Sullivan: Eu mal falo uma palavra. Mas é um bom filme para assistir numa língua estrangeira. É quase como assistir a mímica. Há tão pouco diálogo e sem ele você pode dizer o que está acontecendo emocionalmente com as personagens, então eu consegui acompanhar. E também li sua descrição do filme. Mas uma coisa interessante: você menciona o filme pela primeira vez em seu trabalho num parágrafo sobre o Burning Man Festival no sudoeste – em Nevada. Você participou do Burning Man várias vezes, não foi? Acho que você mencionou em cinco dos seus livros? [Risos] Eu tenho certeza. Talvez eu não saiba nada sobre música, mas disso eu sei.

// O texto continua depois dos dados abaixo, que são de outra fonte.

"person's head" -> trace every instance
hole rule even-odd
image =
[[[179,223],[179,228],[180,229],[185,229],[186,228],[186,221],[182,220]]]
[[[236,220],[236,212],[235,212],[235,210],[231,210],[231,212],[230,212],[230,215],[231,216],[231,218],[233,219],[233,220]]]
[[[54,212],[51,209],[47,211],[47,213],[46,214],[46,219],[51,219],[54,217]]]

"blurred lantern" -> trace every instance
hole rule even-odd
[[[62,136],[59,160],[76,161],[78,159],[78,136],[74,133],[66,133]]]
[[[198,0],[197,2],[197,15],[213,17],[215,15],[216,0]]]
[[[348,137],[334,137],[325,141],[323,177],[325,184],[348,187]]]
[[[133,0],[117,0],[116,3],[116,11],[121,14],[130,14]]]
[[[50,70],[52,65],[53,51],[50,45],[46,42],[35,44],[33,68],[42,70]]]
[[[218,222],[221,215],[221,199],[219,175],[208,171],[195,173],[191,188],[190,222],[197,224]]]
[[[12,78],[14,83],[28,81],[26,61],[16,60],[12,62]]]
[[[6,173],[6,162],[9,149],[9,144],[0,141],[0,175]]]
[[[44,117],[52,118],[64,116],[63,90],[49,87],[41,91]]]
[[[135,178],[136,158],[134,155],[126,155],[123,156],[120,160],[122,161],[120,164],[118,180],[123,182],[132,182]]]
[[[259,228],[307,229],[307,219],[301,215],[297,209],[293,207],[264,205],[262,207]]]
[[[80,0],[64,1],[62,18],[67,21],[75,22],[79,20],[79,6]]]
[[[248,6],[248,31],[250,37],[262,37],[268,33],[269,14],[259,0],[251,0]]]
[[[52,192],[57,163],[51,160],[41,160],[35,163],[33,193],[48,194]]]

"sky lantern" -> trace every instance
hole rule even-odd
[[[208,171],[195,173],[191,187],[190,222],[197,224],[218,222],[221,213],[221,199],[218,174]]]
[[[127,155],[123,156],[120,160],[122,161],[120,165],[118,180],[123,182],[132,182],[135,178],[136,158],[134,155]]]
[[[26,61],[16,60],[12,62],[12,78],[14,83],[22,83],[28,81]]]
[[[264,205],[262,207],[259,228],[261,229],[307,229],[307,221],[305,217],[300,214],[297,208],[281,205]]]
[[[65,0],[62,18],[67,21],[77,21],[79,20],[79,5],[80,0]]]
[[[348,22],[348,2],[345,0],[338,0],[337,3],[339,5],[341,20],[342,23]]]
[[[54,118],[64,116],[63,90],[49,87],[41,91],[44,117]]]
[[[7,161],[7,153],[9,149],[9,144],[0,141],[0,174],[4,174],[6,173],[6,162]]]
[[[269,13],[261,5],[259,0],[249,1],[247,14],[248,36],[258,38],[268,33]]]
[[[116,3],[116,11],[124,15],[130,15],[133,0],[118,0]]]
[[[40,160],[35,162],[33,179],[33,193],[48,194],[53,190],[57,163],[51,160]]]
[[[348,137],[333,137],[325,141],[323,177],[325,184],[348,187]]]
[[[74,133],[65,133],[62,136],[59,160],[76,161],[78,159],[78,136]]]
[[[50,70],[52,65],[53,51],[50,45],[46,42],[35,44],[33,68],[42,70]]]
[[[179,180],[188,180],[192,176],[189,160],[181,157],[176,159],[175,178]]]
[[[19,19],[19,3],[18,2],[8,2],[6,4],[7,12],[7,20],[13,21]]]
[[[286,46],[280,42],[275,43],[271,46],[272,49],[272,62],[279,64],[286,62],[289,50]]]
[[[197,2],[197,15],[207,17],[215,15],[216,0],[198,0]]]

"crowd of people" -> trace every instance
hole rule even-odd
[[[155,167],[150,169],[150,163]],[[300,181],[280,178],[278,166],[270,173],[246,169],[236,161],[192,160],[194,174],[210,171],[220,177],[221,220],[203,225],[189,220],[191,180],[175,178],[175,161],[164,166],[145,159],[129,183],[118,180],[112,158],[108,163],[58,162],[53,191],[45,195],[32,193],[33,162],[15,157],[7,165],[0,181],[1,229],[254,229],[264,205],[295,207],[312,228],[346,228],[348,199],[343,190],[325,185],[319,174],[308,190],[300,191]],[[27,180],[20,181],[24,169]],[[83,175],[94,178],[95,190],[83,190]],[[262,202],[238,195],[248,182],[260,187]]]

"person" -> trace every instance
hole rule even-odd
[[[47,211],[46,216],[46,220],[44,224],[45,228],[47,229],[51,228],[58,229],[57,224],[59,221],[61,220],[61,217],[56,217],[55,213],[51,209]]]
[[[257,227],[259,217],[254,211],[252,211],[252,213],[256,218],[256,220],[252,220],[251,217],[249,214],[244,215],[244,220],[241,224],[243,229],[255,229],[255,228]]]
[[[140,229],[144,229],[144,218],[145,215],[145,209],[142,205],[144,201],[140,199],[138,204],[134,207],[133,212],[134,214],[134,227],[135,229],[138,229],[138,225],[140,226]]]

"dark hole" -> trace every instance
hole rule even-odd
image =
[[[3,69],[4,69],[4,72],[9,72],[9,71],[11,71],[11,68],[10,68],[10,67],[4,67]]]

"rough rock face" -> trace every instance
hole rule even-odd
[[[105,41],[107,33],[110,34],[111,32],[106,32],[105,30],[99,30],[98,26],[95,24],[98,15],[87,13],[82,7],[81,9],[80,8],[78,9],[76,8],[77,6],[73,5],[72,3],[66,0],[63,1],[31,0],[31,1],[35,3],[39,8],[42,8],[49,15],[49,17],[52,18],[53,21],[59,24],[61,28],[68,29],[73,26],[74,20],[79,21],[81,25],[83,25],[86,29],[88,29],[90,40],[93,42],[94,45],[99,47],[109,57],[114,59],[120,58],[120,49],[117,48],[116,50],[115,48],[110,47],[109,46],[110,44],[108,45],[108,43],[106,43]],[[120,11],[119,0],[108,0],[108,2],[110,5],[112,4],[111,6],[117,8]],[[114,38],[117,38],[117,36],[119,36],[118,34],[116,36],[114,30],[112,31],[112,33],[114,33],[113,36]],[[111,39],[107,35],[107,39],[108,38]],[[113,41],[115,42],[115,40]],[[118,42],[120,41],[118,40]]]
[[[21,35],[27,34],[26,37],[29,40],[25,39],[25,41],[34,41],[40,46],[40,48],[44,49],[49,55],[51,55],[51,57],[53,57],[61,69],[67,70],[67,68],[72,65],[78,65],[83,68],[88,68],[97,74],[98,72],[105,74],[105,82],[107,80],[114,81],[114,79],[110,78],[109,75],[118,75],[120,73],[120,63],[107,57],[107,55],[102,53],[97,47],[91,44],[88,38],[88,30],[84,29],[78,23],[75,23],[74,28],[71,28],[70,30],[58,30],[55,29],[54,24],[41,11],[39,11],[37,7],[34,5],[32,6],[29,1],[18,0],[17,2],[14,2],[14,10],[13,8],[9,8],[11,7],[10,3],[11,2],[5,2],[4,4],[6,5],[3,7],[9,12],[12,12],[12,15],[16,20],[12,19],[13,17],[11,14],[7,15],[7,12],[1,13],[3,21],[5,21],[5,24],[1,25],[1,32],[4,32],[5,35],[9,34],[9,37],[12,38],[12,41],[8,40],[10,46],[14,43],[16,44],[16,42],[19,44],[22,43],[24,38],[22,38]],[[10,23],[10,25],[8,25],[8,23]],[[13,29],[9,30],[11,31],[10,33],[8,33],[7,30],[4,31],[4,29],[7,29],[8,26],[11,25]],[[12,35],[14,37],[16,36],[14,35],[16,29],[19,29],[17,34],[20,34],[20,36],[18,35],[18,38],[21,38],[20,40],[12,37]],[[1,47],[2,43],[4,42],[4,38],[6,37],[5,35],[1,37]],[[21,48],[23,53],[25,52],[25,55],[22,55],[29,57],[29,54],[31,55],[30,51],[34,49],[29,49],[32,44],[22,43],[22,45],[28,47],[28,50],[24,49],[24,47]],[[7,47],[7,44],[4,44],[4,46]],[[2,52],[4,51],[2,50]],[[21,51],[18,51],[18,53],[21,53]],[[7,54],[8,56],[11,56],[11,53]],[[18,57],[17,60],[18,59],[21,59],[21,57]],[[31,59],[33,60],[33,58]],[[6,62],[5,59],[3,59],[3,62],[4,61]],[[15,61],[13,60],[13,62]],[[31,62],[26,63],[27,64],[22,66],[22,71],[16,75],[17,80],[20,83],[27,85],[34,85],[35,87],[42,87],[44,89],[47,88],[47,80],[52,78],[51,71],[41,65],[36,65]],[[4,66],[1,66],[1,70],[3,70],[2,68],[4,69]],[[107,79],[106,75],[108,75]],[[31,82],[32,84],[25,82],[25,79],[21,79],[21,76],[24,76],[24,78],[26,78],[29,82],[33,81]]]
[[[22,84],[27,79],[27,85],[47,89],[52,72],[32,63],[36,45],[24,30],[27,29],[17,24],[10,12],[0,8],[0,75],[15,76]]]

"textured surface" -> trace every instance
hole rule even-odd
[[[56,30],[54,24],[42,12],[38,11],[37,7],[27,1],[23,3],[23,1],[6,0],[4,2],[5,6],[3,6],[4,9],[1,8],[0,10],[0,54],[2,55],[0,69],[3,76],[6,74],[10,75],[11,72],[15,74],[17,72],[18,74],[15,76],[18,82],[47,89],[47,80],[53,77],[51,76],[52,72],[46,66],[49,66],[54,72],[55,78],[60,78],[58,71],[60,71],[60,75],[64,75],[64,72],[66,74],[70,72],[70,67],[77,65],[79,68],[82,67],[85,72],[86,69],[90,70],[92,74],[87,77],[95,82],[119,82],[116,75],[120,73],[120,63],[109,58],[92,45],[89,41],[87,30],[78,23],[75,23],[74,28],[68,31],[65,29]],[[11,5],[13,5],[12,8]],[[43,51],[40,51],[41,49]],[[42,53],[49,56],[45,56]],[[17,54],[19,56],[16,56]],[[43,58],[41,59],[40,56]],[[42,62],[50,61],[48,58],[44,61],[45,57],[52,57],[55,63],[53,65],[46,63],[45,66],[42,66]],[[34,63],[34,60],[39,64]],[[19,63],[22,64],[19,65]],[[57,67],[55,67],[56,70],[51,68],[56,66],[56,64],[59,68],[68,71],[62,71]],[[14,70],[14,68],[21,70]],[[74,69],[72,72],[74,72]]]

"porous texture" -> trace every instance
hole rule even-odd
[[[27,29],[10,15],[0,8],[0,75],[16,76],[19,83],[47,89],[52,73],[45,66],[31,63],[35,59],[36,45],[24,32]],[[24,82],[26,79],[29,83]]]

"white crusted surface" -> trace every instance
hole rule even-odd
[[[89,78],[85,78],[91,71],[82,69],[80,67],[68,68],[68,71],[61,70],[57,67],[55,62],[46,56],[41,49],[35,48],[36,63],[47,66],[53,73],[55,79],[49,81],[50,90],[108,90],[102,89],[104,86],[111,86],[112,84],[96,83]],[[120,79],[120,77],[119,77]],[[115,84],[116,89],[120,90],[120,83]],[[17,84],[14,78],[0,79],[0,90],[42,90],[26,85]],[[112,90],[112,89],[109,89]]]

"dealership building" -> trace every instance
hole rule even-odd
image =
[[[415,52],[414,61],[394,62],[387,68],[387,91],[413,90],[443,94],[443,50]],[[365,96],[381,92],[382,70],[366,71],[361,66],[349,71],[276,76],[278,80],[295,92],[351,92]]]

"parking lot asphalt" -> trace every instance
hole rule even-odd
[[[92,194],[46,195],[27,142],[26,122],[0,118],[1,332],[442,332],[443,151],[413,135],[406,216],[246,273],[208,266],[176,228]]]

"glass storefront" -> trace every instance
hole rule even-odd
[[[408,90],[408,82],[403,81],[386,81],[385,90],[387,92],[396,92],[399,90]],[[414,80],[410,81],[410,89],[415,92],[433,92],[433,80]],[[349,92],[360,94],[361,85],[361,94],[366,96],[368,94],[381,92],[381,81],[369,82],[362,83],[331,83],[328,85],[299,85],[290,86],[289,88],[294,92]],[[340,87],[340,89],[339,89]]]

Dyer: Sim. Bom, pelo menos eu não fui ao – qual é o nome desse festival que você foi? Crossover Festival?

Sullivan: Não foi ainda, você quer dizer.

Dyer: Sim, eu fui pela primeira vez ao Burning Man, em 1999, e durante quatro ou cinco anos e ia religiosamente. Foi a coisa mais importante da minha vida e continuo a considerar que ter ido ao festival Burning Man foi a minha maior conquista. Ainda acredito nele – completamente. Eu certamente não quero ir de novo. [Risos]

A Zona neste filme é este lugar imaginário, é claro, mas me parece (e isto é algo que eu esqueci de dizer no livro) que é algo em que, junto com outras coisas, eu sempre estive interessado. Eu sempre estive interessado em zonas reais – lugares que têm esse tipo de poder especial. Olhei os livros que escrevi e comparo a esses lugares onde se você tem algum tipo de contador Geiger, você vai lá e o contador Geiger começaria a enlouquecer, porque esses lugares têm algum poder especial. Assim –

Sullivan: um vórtice, como nossos hippies dizem.

Dyer: Sim – qual é aquele lugar horrível em...

Sullivan: Sedona?

Dyer: Exato.

Sullivan: Isso é o vórtice. Há uma grande quantidade de energia lá. [Risos]

Dyer: Se tivesse algum poder ali, estariam negociando com o além, não é verdade? Sim, há muitos lugares como esse. Os cemitérios de Somme tem esse tipo de poder incrível. E a ideia do deserto de Black Rock. A primeira vez que o Burning Man Festival foi para o deserto, 80 pessoas traçaram uma linha na areia e disseram: "Do outro lado desta linha, existe um mundo diferente". Então todos deram as mãos e cruzaram a linha, e incrivelmente, criaram um mundo diferente. Mais tarde, eu fui para o campo iluminado – a parte poderosa daquele lugar. O lugar mais poderoso em que eu já estive, em Varanasi, na Índia, onde qualquer tipo de contador Geiger quebraria. Tudo iria quebrar por causa do poder vibracional que aquele lugar tem por conta das práticas hindus que ocorreram lá. Eu não sei se Richard Dawkins esteve lá, mas ele seria irracional ao não ver as moléculas dos edifícios mudaram fisicamente como resultado de milhares de anos – você não tem que acreditar que o mundo foi criado quando Shiva chorou uma lágrima – pensar que este é um lugar onde regras diferentes da física são alcançadas. Eu realmente gosto da Zona. De uma forma estranha, até mesmo quando estou ouvindo música, isso é tudo o que realmente quero fazer, é só entrar em transe com música nalgum tipo de zona. Você já esteve nessa zona com Guns N'Roses?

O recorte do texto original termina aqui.